While the United States doesn’t use natural gas as a primary source of fuel for its transportation needs (largely for city buses and garbage trucks), about three in five American homes use it for heat.

Natural gas is also used to generate 23 percent of electricity in the U.S, a number which is ever increasing.

Given the amount of new natural gas found in the country recently, experts say the U.S. is sitting on enough fuel to last the country for the next century.

USA Today reports, “While natural gas isn’t renewable like ethanol, there’s lots of it. Reserves point to at least a 60-year supply, says the Natural Gas Supply Association. Only 56 percent of crude oil for U.S. refineries comes from North America, compared with 98 percent of the natural gas consumed. About half of all American homes are equipped for natural gas.”

Natural gas hasn’t been explored enough as a transportation alternative in the U.S., especially compared to Europe, and that needs to change. While the U.S. only has about 1,500 natural gas fueling stations in the country as of 2008, Europe is a different story. Germany alone has nearly 800 stations. Even tiny Macedonia at the south-east of Europe has more than 200 natural gas stations, reports Pure Green Cars.

“In European Union, there are roughly 1, 000, 000 natural-gas-powered vehicles – about 10 percent of the world’s total and at least six times the number in the United States. Almost 40 percent are in Italy, where a large market has developed since the 1930s.”

“European manufacturers have been aggressively pushing natural gas cars. Almost every automaker in Europe offer at least one natural gas model,” Pure Green reports.

Natural gas is also one of the cleanest burning alternative fuels available. Its exhaust emissions are much lower than gasoline-powered vehicles. “Smog-producing gases, such as carbon monoxide and nitrogen oxides, are reduced by more than 90 percent and 60 percent respectively and carbon dioxide, a greenhouse gas, is reduced by 30 percent-40 percent,” Pure Green reports.

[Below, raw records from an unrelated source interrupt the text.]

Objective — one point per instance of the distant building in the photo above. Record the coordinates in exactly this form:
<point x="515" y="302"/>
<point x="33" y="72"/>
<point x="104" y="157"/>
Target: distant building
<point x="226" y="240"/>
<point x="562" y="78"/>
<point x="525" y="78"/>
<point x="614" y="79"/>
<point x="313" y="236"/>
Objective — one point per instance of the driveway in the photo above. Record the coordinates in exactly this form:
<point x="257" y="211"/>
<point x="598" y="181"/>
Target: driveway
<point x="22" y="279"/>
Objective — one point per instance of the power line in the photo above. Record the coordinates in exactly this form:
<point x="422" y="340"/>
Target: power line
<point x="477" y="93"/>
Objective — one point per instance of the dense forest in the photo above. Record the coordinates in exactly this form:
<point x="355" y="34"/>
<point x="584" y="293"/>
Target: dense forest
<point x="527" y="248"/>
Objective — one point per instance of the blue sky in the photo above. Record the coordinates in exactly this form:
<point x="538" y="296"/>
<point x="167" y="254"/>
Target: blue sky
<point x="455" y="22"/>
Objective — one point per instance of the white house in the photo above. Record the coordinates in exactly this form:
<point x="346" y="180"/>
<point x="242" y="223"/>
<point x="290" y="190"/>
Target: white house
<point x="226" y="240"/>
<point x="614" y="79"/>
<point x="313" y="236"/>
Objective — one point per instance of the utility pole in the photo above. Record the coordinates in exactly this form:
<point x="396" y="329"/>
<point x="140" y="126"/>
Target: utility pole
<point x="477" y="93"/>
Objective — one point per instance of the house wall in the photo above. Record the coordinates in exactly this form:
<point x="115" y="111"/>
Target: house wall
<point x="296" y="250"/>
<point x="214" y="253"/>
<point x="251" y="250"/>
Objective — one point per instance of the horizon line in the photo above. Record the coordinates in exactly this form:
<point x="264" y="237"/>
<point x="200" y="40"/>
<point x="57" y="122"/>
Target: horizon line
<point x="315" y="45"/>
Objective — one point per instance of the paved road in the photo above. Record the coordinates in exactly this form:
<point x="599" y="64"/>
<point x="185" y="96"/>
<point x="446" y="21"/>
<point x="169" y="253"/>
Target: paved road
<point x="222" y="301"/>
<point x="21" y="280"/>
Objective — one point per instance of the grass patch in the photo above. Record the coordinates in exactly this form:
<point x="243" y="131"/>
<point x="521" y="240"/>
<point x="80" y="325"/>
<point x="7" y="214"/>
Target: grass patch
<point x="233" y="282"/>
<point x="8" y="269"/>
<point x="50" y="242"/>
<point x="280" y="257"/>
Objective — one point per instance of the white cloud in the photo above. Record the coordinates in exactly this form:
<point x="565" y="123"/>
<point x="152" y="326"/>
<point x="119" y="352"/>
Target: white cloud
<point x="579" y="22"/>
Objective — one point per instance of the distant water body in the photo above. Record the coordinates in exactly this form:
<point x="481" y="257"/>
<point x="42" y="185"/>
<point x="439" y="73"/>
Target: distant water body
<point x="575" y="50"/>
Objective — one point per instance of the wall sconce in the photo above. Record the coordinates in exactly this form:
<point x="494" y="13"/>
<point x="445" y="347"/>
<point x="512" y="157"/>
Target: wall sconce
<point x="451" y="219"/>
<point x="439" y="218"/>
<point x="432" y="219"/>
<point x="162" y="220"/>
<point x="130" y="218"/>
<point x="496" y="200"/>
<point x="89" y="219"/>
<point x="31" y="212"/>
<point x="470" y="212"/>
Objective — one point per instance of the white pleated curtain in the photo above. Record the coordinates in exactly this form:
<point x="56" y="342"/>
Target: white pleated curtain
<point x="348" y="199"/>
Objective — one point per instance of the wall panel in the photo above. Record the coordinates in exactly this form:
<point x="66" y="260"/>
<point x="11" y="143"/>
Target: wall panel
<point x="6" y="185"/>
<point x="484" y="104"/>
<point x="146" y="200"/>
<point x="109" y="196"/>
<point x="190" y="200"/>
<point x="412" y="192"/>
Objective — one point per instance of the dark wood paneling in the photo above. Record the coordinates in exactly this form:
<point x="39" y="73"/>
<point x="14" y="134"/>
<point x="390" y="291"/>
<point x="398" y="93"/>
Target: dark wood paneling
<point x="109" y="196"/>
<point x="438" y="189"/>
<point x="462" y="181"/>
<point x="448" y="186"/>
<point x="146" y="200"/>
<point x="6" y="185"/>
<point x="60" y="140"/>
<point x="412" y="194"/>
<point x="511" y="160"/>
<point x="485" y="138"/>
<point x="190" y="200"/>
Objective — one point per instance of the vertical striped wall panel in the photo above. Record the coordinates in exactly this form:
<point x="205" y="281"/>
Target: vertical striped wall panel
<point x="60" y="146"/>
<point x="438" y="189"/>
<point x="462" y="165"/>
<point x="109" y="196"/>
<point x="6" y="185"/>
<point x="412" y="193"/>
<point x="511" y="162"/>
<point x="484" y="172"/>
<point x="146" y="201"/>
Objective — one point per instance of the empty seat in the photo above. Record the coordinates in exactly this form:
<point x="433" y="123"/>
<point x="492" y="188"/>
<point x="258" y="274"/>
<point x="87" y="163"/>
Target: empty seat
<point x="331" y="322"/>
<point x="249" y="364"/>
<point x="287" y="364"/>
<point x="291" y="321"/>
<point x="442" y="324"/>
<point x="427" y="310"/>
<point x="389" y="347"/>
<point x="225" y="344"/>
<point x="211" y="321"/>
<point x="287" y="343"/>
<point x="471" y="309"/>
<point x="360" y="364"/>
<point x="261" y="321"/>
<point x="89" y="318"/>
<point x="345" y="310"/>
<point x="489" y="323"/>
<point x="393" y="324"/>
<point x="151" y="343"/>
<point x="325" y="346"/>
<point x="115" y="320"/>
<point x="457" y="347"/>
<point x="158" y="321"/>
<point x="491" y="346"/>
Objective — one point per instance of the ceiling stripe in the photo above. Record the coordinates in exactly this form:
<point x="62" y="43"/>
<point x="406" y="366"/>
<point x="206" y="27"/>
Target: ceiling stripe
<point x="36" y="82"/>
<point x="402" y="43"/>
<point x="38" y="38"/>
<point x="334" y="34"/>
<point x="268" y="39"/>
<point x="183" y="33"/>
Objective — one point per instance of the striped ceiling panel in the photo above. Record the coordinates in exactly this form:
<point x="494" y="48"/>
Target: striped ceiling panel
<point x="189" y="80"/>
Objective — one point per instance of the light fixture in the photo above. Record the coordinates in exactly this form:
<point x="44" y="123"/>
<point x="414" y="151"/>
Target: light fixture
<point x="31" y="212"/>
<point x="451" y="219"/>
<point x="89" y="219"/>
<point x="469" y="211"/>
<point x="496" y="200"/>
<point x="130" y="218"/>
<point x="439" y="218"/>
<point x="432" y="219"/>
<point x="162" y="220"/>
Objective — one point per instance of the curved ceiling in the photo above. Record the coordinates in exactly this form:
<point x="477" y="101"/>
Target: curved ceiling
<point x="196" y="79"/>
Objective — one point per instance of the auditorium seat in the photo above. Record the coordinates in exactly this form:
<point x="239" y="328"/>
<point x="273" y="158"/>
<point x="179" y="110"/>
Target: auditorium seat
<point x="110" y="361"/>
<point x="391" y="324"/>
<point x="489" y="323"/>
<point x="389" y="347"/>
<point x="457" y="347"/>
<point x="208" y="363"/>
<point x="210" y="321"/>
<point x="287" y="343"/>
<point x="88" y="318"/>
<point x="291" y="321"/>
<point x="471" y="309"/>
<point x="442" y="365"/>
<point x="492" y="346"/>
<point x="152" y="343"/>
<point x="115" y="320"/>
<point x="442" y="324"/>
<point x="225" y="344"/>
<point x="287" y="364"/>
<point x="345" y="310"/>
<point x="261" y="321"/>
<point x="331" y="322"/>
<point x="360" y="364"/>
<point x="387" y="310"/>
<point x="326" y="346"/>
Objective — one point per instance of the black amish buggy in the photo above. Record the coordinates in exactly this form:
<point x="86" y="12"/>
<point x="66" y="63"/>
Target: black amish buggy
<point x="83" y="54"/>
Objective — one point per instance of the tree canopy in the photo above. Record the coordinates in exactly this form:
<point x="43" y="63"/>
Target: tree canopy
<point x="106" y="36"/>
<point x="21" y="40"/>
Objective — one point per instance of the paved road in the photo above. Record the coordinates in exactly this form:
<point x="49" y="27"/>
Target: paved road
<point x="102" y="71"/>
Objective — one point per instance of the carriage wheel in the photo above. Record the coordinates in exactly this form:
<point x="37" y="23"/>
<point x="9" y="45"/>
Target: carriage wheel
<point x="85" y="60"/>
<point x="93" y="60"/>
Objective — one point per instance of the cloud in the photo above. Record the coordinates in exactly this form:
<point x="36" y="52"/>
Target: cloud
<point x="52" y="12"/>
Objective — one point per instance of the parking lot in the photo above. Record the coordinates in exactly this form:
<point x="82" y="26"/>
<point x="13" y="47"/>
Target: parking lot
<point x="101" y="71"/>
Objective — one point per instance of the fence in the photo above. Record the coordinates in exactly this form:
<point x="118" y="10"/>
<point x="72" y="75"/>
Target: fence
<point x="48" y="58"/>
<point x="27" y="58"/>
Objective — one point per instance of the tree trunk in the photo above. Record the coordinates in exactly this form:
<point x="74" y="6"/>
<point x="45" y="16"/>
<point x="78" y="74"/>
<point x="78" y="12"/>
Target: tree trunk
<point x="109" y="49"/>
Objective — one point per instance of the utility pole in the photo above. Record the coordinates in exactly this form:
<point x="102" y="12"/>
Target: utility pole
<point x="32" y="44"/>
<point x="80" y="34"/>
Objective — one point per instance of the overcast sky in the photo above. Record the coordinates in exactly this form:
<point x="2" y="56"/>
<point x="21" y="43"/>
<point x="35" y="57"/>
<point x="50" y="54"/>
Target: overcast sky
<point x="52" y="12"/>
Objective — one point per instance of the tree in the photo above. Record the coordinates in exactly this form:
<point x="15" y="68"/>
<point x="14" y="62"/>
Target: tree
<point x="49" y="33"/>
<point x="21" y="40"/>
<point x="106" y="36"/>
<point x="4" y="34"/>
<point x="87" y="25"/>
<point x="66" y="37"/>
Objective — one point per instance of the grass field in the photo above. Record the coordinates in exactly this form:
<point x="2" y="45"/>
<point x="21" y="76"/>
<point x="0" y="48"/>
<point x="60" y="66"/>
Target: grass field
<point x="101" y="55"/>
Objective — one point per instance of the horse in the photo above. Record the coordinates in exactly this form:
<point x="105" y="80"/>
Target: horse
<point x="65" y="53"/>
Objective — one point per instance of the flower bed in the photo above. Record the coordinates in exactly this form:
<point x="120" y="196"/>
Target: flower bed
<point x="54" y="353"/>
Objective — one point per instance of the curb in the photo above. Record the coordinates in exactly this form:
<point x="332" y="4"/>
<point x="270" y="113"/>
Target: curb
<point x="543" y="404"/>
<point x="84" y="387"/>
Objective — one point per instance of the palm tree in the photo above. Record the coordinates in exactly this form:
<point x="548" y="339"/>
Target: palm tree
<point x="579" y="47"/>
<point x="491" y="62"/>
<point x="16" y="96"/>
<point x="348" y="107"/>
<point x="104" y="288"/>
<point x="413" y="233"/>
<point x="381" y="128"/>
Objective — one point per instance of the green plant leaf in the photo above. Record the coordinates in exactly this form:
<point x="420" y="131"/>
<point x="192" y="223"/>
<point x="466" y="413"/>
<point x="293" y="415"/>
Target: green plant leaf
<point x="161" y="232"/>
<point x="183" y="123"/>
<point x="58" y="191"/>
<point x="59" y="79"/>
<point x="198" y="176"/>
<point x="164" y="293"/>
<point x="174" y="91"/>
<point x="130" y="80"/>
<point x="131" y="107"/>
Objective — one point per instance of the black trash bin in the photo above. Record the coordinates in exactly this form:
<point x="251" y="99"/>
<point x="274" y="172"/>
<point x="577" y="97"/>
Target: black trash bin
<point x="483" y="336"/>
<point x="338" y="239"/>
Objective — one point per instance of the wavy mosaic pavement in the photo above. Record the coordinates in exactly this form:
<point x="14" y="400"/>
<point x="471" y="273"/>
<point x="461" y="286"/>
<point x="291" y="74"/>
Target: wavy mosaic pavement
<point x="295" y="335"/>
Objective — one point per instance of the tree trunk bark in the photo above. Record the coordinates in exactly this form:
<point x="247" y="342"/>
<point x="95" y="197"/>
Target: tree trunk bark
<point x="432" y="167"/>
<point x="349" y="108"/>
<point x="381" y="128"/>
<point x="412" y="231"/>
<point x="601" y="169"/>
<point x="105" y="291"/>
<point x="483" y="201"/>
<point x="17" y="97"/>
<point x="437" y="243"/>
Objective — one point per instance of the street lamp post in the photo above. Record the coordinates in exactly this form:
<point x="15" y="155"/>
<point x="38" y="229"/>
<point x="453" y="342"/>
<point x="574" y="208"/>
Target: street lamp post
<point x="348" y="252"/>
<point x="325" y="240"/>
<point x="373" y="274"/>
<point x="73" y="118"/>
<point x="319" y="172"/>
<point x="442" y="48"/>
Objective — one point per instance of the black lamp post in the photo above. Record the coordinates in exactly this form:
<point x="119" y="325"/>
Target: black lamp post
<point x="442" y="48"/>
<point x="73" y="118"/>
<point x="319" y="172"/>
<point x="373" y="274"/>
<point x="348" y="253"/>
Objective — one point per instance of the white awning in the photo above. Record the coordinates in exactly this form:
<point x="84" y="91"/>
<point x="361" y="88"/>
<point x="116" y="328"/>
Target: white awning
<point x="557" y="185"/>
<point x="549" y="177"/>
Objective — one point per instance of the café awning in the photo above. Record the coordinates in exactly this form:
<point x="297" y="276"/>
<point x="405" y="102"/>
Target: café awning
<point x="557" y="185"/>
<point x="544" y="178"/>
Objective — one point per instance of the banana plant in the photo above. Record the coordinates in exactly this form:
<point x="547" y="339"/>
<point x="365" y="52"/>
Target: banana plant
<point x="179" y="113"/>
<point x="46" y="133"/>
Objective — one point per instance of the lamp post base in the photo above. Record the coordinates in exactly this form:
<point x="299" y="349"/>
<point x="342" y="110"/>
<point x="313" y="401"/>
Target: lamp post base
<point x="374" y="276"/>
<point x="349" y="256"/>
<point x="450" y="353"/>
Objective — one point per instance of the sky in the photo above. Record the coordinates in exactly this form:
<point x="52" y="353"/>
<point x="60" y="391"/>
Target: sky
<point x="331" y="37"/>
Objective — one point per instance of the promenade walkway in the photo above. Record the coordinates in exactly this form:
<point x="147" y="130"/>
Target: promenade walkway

“In addition, commercially available medium- and heavy-duty natural gas engines have demonstrated over 90 percent reductions of carbon monoxide (CO) and particulate matter and more than 50 percent reduction in nitrogen oxides (NOx) relative to commercial diesel engines,”
Pure Green cars continues.

To add to the advantages, natural gas is also cheap. And the U.S. Department of Energy expects natural gas prices to stay low, while the price of petrol and diesel are rising.

Given that natural gas cars already exist and sell in Europe and Asia, the move to this alternative fuel in the U.S. isn’t that difficult.

The fuel is cheaper, cleaner and plentiful. We think the big oil companies may be on to something.